Liane Randolph, chair of the California Air Resources Board, praised FEF and its partners. “All of that working together is what will protect the public health of residents here in Oakland. It has a global impact and a local impact,” she said.

According to Randolph, CARB has sought strategies that are sustainable and effective from a regulatory and industry standpoint. “We’re seeing there is a lot more communication between goods movements, warehouses and trucking companies to build that ecosystem. For a few years it will take that kind of coordination,” she said.

FEF is also a Tier 1 Partner in California’s Hydrogen Hub initiative called ARCHES (Alliance for Renewable Clean Hydrogen Energy Systems). That program was selected for a $1.2 billion award from the U.S. Department of Energy.

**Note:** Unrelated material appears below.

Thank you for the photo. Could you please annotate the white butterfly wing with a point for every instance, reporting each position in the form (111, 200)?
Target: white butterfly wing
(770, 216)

“There is an unprecedented effort from the government and various agencies to fund hydrogen at a scale never seen. The money will fund the production and distribution of hydrogen,” FEF’s Gregeois said.

The investments are also expected to create significant health savings, said Eckerle, from the governor’s business and economic development office. “From the ARCHES application, we estimated the health benefits are close to $3 billion per year for 5,000 trucks,” he said.

Levin said the California Hydrogen Hub program will increase volume and drive prices down, while Stephens stressed that additional zero-emission performance options will also accelerate adoption.

“Nothing about this is easy, but the beauty is it will become easy because of the blood, sweat and tears they’ve put in this,” Eckerle said, referencing FEF’s work.

Diesel has been used for 126 years, Gregeois said. “It is a huge undertaking we’re after. We’re trying to do something in a decade that took more than 100 years to do,” he said.